During a monthly meeting at the Oklahoma Clinical and Translational Science Institute focused on commercialization and accelerating clinical innovation in patient care, I told my collaborators, “For 30 years, the public health approach to addressing high-risk drinking has been primary care screenings, brief interventions, and referrals to treatment, but now I understand why that doesn’t happen, so let’s do it for [primary care providers].”
Funding from a Small Business Innovation Research Award through the National Institutes of Health National Institute on Alcohol Abuse and Alcoholism (NIAAA) enabled us to develop and test PALMS. A biotechnology firm programmed the application to simulate a patient’s experience interacting with a trained provider in a primary care provider’s waiting room. We put PALMS on an iPad that patients were handed when they checked in for their appointment.
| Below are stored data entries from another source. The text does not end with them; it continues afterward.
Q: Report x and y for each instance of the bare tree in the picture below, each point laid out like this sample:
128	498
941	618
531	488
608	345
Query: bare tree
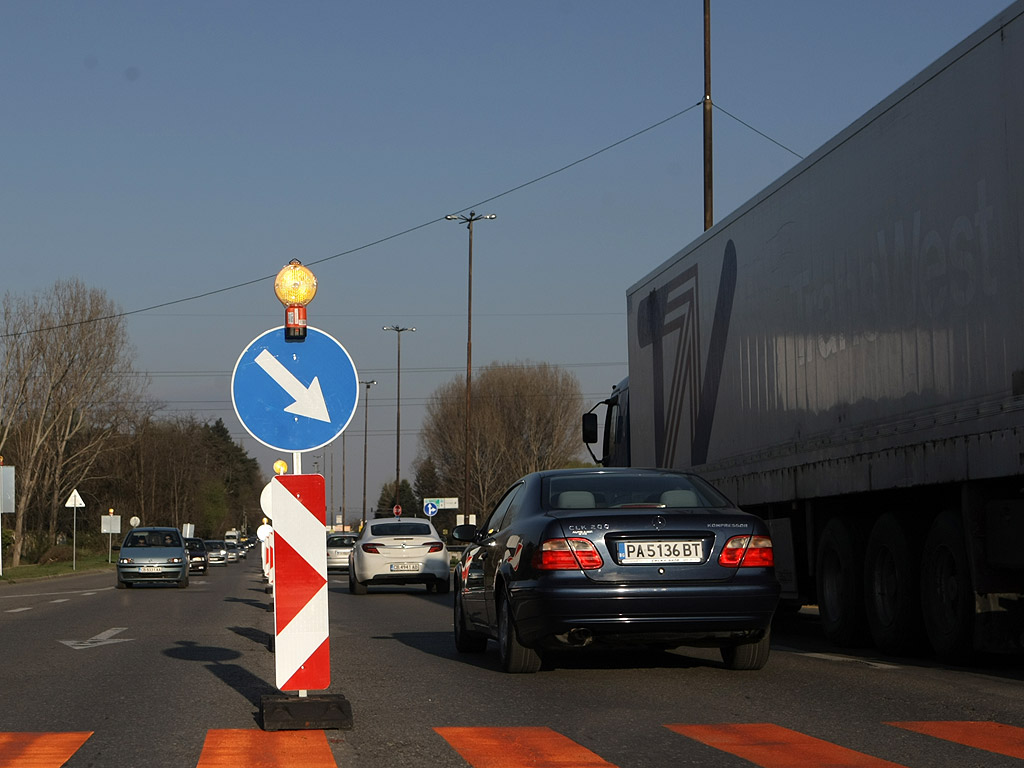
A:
525	418
67	387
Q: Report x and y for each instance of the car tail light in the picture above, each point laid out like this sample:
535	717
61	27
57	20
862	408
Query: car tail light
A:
567	554
748	552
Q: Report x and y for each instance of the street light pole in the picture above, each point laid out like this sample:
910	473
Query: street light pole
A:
468	220
366	423
398	331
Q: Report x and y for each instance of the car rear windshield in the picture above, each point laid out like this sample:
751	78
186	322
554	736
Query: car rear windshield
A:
154	539
400	528
619	491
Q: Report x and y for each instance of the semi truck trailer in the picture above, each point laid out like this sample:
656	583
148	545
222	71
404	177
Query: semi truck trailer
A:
844	355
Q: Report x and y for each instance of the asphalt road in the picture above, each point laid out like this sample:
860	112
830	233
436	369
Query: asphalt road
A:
154	676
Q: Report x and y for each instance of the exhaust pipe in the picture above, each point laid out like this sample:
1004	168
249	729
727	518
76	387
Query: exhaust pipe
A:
580	636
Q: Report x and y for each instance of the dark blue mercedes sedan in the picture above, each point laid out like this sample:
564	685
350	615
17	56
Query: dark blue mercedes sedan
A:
616	557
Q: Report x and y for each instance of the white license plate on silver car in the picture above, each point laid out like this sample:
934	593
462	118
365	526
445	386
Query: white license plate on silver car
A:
404	566
632	553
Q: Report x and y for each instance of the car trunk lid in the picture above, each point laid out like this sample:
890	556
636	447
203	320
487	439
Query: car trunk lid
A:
656	544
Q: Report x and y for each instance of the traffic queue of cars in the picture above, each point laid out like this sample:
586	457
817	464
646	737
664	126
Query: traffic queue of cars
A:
620	558
567	559
162	555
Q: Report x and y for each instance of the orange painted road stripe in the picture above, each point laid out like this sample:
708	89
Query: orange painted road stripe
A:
519	748
265	750
1003	739
39	750
774	747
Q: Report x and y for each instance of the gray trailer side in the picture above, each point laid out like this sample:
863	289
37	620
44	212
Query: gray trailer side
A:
845	354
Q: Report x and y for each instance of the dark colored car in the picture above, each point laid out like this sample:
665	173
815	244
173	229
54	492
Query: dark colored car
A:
154	555
616	557
198	557
216	551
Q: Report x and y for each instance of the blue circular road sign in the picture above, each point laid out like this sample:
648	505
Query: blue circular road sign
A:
295	396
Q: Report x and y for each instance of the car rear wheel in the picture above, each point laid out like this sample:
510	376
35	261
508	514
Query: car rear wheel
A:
748	655
515	656
355	587
466	641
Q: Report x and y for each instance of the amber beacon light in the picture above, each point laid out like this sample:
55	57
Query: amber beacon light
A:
295	287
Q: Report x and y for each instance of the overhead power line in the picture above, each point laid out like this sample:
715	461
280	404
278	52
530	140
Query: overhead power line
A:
411	229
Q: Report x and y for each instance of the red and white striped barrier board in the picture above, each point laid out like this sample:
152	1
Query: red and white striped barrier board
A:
300	612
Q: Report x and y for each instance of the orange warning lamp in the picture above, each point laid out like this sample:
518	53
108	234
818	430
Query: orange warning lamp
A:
295	287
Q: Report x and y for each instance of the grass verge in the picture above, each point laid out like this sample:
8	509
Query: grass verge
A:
82	563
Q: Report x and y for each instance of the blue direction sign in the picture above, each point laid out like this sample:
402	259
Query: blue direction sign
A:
295	396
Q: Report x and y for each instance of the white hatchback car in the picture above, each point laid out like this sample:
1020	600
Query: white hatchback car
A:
399	551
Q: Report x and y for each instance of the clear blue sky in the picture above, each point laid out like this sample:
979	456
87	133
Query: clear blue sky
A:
163	150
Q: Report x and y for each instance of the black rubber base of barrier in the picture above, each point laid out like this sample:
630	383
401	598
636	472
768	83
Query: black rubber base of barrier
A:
284	713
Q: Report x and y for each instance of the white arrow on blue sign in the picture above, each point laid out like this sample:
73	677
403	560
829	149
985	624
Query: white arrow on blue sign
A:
295	396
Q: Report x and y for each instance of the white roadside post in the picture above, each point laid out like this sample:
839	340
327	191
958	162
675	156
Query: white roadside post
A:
74	501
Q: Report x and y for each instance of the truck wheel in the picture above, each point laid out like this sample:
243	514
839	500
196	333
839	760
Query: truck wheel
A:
946	590
892	595
839	585
749	655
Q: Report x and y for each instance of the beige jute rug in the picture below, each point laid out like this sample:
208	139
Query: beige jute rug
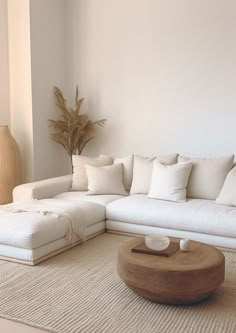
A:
80	291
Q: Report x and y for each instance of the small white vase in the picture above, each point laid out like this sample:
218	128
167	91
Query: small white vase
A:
185	245
157	242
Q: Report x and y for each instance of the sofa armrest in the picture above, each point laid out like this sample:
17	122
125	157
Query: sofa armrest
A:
42	189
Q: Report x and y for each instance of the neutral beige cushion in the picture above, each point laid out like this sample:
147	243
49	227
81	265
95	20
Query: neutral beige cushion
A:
105	179
169	181
142	171
207	176
227	194
79	179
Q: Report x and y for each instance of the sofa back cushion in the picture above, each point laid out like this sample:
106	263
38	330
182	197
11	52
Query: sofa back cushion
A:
169	182
207	176
227	194
80	179
105	179
127	163
142	171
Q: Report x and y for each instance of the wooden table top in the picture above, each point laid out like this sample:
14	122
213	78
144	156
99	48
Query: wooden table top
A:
200	256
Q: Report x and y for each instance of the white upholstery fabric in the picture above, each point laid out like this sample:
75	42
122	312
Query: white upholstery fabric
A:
127	163
196	215
31	230
227	194
81	196
207	176
169	181
42	189
105	180
142	171
10	252
137	229
80	180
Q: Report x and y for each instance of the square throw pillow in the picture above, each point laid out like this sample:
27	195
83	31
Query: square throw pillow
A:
207	176
79	178
142	171
227	194
105	179
169	182
127	163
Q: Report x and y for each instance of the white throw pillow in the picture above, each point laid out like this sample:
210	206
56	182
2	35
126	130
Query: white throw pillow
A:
207	176
105	179
127	163
79	179
142	171
169	181
227	194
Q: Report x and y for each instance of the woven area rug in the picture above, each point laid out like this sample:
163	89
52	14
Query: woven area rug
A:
80	291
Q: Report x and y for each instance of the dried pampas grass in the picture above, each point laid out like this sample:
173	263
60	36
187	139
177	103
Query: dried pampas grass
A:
73	130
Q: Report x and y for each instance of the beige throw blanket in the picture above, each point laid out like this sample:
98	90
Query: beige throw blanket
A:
64	210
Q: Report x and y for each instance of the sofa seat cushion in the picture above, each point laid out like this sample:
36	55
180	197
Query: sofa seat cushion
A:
81	195
197	215
30	230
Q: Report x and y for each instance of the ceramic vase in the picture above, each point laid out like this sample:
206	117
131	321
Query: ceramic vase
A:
185	245
10	171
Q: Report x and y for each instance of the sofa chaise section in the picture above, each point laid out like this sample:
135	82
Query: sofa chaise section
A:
31	237
198	219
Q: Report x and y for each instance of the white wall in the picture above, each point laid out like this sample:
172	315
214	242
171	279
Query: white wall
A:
20	83
162	72
4	66
47	33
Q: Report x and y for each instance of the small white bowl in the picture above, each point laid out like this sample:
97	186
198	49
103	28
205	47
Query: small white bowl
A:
157	242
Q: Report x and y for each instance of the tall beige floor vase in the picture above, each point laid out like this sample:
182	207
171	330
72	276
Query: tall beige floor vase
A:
10	170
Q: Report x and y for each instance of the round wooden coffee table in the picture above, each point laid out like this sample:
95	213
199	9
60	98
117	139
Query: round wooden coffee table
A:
183	278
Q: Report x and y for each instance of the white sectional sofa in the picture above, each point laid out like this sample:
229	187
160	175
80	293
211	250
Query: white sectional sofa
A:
30	238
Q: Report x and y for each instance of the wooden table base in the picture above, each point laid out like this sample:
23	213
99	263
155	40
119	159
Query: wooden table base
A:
183	278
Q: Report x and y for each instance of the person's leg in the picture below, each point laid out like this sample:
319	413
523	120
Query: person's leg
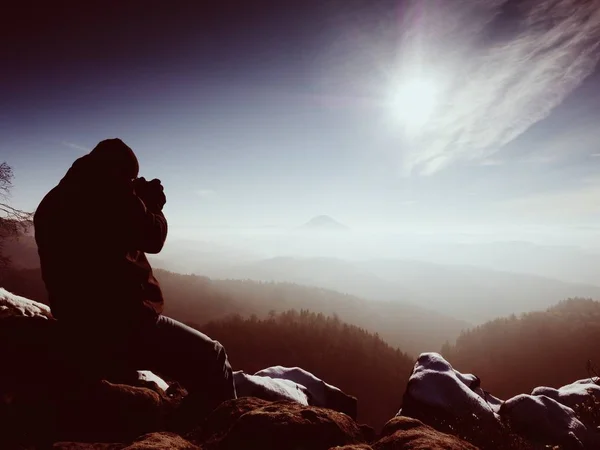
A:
198	363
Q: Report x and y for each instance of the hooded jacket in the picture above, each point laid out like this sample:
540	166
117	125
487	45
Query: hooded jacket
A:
92	233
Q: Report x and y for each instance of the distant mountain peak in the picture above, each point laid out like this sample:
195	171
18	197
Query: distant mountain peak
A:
324	223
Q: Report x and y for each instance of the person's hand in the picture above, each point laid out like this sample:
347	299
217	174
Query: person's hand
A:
151	193
156	193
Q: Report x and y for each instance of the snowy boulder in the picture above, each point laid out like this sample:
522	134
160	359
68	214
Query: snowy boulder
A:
320	393
268	388
545	420
435	385
572	394
12	305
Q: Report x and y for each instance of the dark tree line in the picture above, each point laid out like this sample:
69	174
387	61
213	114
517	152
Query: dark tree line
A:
513	355
13	221
358	362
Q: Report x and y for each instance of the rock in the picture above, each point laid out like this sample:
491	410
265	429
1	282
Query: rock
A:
107	412
148	441
412	434
219	422
353	447
160	441
280	425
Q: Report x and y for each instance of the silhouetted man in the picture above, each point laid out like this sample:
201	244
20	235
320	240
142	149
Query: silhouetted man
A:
93	230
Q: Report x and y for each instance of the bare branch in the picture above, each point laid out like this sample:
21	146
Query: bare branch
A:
13	222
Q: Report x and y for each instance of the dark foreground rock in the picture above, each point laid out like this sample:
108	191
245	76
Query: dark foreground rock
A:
158	441
252	423
412	434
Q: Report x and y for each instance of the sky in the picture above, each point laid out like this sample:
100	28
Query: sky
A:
462	115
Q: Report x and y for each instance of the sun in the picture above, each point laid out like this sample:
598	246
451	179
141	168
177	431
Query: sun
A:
414	102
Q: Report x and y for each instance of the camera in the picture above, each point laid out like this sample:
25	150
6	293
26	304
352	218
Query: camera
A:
151	192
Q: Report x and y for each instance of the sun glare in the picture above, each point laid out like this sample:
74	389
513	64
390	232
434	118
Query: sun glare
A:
414	102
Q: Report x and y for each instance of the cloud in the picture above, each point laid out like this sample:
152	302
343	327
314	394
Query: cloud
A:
570	205
205	193
500	74
491	162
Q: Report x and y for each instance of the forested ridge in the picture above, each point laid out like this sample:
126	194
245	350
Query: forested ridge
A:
514	354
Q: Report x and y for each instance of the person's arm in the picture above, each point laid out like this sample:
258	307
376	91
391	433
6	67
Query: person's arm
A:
144	227
148	228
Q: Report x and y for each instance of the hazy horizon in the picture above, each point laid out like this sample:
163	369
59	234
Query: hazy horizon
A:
458	134
386	115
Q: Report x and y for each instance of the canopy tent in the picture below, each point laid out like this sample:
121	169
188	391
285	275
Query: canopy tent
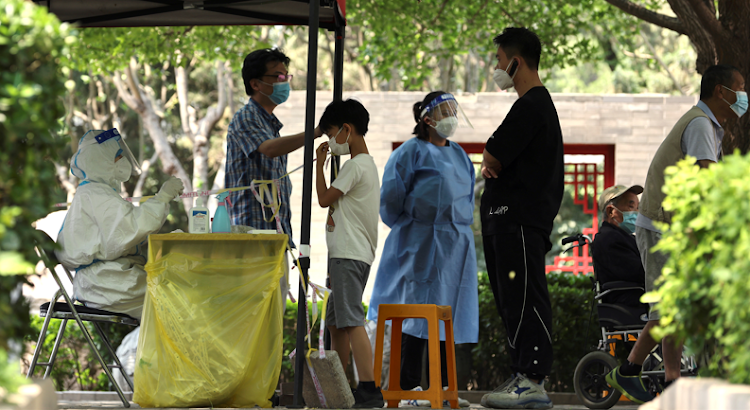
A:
328	14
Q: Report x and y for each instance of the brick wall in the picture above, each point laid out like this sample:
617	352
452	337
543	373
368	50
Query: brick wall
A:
635	124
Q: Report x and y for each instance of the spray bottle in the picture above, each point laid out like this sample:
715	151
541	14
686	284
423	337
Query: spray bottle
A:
198	220
221	217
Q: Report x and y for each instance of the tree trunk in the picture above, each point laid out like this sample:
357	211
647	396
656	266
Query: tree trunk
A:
137	100
722	40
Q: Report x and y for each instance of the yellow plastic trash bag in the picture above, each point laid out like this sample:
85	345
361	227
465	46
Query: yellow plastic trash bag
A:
211	331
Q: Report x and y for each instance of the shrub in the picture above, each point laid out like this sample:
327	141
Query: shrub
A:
571	298
76	367
703	296
31	43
While in the waiting room, patients completed the screening and immediately received personalized results and a brief intervention if they were identified as drinking at a high risk or harmful level. For example, “You are drinking at a high-risk level. Here’s what low-risk drinking is for someone your age and sex. This is what we recommend for you. This is what we’re going to communicate to your provider to support you in this.” Then PALMS sent the primary care provider the drinking level of the patient and actionable follow-up recommendations, such as, “Your patient screened at a low-risk drinking level, screen them again in a year,” or “They received a high-risk drinking level, screen them again in three months,” or “This patient needs to be referred to specialized assessment and treatment.”
How did PALMS perform in the initial phase of clinical trials?
The system resonated incredibly well with our three major stakeholders:
- Patients reported exceptional acceptability and usability, appreciating the nonjudgmental tone and intuitive software flow.
- Providers loved that PALMS provided clear next steps—alleviating them of that burden—and stated that PALMS improved their patient care.
- Healthcare administrators valued that the program generated revenue through billable services and allowed them to demonstrate effective management of high-risk patients to accrediting bodies.
What are the next steps for PALMS?
My experience with PALMS sparked an interest in venture commercialization, but I initially lacked confidence in taking the product to market. I was selected to participate in the MIT Bootcamp for Substance Use Disorder Ventures at the perfect time. My collaborators and I are now preparing a phase two clinical testing application to NIAAA, scheduled for submission in September. Our goal is to demonstrate non-inferiority to interventions delivered by actual providers. If successful, we can pursue FDA approval, positioning PALMS as a bonafide commercial product for sale and use in healthcare settings.
Could PALMS be adapted to screen for usage of other substances?
There is potential for expanding PALMS to cannabis use. The growing burden on primary care providers underscores the need for such innovations. Primary care providers are being asked to be a be-all, end-all for entry into identifying patient issues—whether that’s alcohol use, depression, or many, many other issues—and that’s a lot for a provider to do within 15 to 20 minutes with a patient. Our goal with PALMS is to unburden primary care providers. I want them to know that help is on the way.